Часть 1
2 марта 2019 г. в 14:58
Нацуме уже которую ночь просыпается от того, что воздуха в лёгких катастрофически не хватает, а сердце сжимается так, что кажется, ещё чуть-чуть — и оно взорвётся. В комнате темно, а тело охватывает озноб. Призрачная тишина разрывается на куски, а невыносимо громкий стук последних дождевых капель кажется предсмертной картечью.
Лицо, глядящее с поверхности воды, что Такаши видит в снах, повергает его в пучину ужаса. Глядя себе под ноги, он встречается взглядом с чужими светло-карими глазами, которые выворачивают душу наизнанку. Этот взгляд манит, зовёт, и Нацуме не решается закрыть глаза — будет только хуже, подсказывает шестое чувство. Вместо рта незваного ночного гостя — рваная дыра, из которой вырываются хрипы и проклятья. Эти уста шепчут слова погибели.
Его погибели.
— Что, опять кошмар приснился? — недовольно бурчит Нянко-сенсей, лениво семеня поближе к мальчишке. — Так и поседеть с тобой недолго.

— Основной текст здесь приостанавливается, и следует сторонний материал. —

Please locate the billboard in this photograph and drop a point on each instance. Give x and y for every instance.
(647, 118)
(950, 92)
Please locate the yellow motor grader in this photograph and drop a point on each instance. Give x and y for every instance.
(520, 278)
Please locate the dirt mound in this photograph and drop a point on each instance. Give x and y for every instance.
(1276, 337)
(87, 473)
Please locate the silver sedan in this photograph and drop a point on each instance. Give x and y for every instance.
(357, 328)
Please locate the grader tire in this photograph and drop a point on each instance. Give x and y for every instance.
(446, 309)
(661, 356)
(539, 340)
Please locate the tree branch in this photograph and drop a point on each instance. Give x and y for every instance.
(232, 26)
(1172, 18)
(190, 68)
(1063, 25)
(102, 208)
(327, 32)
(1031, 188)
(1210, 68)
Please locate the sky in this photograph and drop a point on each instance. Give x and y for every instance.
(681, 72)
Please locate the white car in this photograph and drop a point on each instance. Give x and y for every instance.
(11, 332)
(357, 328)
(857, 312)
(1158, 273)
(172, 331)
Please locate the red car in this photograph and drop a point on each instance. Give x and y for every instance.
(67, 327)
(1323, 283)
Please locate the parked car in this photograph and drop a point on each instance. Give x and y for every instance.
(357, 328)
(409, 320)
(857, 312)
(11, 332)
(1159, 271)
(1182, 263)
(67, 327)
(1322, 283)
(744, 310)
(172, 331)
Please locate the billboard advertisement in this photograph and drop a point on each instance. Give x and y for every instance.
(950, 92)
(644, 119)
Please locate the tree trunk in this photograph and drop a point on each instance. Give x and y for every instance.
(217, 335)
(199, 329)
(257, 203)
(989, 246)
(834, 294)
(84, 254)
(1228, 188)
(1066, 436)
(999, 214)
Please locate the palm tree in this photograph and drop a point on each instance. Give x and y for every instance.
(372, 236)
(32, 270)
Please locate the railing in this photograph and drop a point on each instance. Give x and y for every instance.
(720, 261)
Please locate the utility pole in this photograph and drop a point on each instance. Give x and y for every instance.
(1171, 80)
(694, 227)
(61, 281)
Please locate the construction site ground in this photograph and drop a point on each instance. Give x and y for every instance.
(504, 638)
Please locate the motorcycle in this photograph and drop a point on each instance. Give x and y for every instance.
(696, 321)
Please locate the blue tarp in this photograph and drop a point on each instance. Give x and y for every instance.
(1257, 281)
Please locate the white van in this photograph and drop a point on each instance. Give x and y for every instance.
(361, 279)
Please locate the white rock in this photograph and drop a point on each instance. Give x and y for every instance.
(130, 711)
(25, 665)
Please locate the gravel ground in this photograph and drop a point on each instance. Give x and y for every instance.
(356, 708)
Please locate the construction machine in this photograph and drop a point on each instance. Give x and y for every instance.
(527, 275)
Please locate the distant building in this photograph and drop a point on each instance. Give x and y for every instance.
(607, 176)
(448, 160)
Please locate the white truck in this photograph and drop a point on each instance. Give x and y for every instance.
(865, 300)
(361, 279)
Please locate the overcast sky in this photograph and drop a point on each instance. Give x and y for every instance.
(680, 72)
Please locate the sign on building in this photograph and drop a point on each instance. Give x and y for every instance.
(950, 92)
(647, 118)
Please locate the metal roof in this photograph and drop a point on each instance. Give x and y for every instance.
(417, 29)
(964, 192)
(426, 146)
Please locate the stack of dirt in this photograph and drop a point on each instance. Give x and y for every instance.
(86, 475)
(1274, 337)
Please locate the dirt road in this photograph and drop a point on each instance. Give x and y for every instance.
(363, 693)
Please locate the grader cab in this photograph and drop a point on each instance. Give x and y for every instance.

Нацуме не может вымолвить ни слова. Язык не слушается его, а горло будто передавили толстой верёвкой. В темноте ему мерещатся эти хищные светло-карие глаза и острые зубы. Ещё немного — и они вонзятся в его плоть, разрывая, поедая, а длинный чёрный язык слижет с пола кровь.
Он не помнит, когда всё это началось: два дня назад или месяц. Просто в одну летнюю, душную ночь Нацуме вдруг резко подскочил на футоне, отчего мирно спящий Мадара у него на груди грузно упал на пол. Тогда Такаши проворочался в постели до самого утра, так и не сомкнув глаз, и лишь завистливо поглядывал на кота, который дрых без задних ног.
Но теперь всё по-другому: Нянко-сенсей как никогда участлив и всегда расспрашивает его, утешает, говорит без умолку, лишь бы отвлечь. Просто однажды, проснувшись, Нацуме начал неистово хохотать, лишь каким-то чудом не перебудив спящий дом. Сколько бы он не пытался вспомнить, что именно ему приснилось, это оставалось тайной за семью печатями.
Мадара вновь недовольно вздыхает.
— Опять всё с начала, — тяжело сопит он и садится на постели. — Отлегло хоть?
Нацуме, крепко стиснув зубы, судорожно выдыхает и неуверенно кивает. Эти нечеловеческие глаза будто смотрят на него изнутри.
— Снова тот ёкай? — интересуется Нянко-сенсей, хотя заранее знает ответ.
— Да, — хрипло выдыхает Такаши и обессиленно откидывается на подушку. — Смотрит на меня так пристально, что я и вздохнуть не могу. Да ещё и эта вода…
Тихо тикают часы на стене, разбавляя перестук капель, что стекают по водостоку. Нацуме немигающим взором глядит в потолок, а Нянко-сенсей, поёрзав на футоне, сворачивается в клубок и, закрыв один глаз, устало говорит:
— Ладно, спи давай, а то вон какой бледный, — недовольство так и сквозит в его тоне, но Такаши слышит ещё кое-что — беспокойство.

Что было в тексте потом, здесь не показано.